Feed links aquaculture to a number of other sectors, including agriculture and wild-capture fishing. Standards for feed conversion, sourcing and waste, as well as alternatives to existing feedstocks are driving innovation. Seek out companies that are meeting feed best practice standards and those producing or sourcing from low-impact and innovative alternatives, such as algae- or insect-based feed.
Wild capture fisheries
Transparency and traceability are essential to sustainable fishing, and products and services that increase these are under continuous development. Seek out companies that, through their products and services enable alignment with global best practice guidance and standards for traceability, such as the Global Dialogue on Seafood Traceability framework.
How we fish matters as much as what we fish for – some gear types are less impactful on the environment, and low-impact fishing gear is being actively developed. Seek out companies that are providing the fishing sector with low-impact fishing gear or technologies or enabling significant reduction in accidental catch of non-target species – such as the use of lights in nets.
The sustainability of the fish itself is paramount to the sustainability of the fishery.

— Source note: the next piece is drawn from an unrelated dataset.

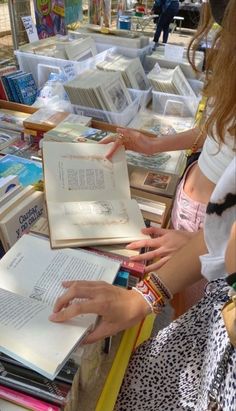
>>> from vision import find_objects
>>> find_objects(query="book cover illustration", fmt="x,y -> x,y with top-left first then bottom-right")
12,73 -> 37,106
0,154 -> 43,187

While the majority of the world’s fish are fully or over-fished, fortunately many opportunities exist for financing companies that only source from certified sustainable sources or those in time-bound fishery improvement or recovery projects. Seek out opportunities that are financially enabling the transition to sustainable fisheries at scale, such as those listed on www.fisheryprogress.org towards a leading – and where possible – benchmarked fisheries standard.
Investors are beginning to take note of the importance of sustainability in fisheries. In September 2020 Credit Suisse – in collaboration with Rockefeller Asset Management – launched a novel investment fund called the Ocean Engagement Fund. Together with the Ocean Foundation, the equity fund will focus on SDG 14 (Life Below Water) with a goal of helping to restore global ocean health, including through the seafood sector, while generating positive returns for investors. Fund managers will actively engage with investee companies and encourage them to take steps to mitigate harmful impacts and move towards sustainable practices.
Across seafood supply chains, minimising waste represents best practice. Seek out companies that are providing products or services that help reduce or eliminate waste and food loss, for example through cold-chain storage, quality control or by-product development. The Icelandic Ocean Cluster’s 100% Fish project, for example, fosters innovation across the seafood value chain to develop new commercial by-products.
Climate change impacts on the seafood sector are varied, and include severe weather events that may disrupt businesses and livelihoods. Fortunately, there are products and services supporting both aquaculture and fisheries in increasing their resilience to extreme weather events and provide financial cover or innovative solutions to increase adaptive capacity. Seek out companies that provide the sector with these products and services (such as risk financing and more resilient physical assets), as well as the businesses already taking advantage of existing products – like the Caribbean Ocean and Aquaculture Sustainability Facility.
DISCLAIMER: this list does not represent investment advice nor is it an endorsement of any specific investment opportunities. Due diligence should continue to apply in addition to consideration of opportunities enabled by applying the Turning the Tide guidance.